I love that there are five or six shots just of the city of Chicago. It's the first thing we see before any people even show up.


And then there are all these panning shots of buildings, caressing them down from top to bottom. Some directors film women this way and I'm not just saying that because I've mentioned Verhoeven. The cinematographer is Michael Chapman, who's hit and miss (I mean, honestly, Space Jam?), but seems to have a real eye for good looking granite here.

Oh yes. Yes. YES.

I love that Julianne Moore gets fourth billing for five minutes of work, which includes a lot of hair bobbing up and down.

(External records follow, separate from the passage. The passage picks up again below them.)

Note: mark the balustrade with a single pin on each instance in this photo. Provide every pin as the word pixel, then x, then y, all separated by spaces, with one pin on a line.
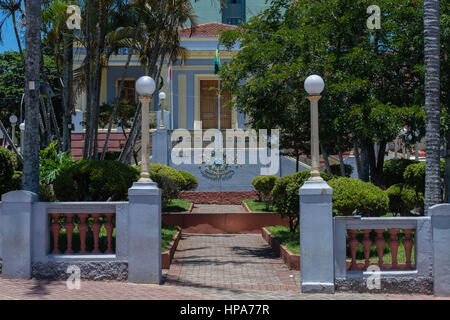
pixel 376 237
pixel 91 232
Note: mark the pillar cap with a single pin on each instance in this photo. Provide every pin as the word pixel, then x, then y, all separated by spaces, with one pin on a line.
pixel 315 188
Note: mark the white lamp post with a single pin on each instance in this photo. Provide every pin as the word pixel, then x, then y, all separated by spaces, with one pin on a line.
pixel 314 85
pixel 13 120
pixel 22 131
pixel 162 98
pixel 145 86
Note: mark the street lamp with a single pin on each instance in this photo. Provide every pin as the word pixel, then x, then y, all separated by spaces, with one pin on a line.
pixel 22 130
pixel 13 120
pixel 314 86
pixel 162 98
pixel 145 86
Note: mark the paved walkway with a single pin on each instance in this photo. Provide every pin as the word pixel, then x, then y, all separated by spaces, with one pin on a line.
pixel 216 208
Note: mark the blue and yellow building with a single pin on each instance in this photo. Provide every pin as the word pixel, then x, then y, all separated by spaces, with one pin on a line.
pixel 192 89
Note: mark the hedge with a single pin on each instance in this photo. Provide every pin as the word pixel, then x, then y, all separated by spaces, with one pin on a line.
pixel 394 169
pixel 404 198
pixel 95 180
pixel 356 197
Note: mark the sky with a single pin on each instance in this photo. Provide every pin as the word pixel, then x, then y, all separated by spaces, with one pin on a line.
pixel 9 39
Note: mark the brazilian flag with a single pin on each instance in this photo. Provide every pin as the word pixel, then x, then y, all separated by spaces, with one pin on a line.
pixel 217 60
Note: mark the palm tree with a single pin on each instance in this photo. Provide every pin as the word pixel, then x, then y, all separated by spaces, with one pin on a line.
pixel 432 103
pixel 8 8
pixel 30 178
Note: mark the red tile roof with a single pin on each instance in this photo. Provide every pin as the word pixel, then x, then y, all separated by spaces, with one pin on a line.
pixel 209 29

Hey, a little respect, okay?

I only wish they'd have thrown the same bone to Jane Lynch, who provides the evidence, thank you very much, that Kimble uses to prove his innocence. She gets listed somewhere at the bottom in the long line of credits. Fair? Hardly.

It's okay. I didn't like the earrings anyway.

But, most of all, I love these guys, the Click and Clack of Chicago. Dese guys, wid dere Chicago accents is da best parda da movie. When dey say tings like "You all know in what high regard we hold dis scumbag" it makes me wanna go out for a slice or a dog in da Loop.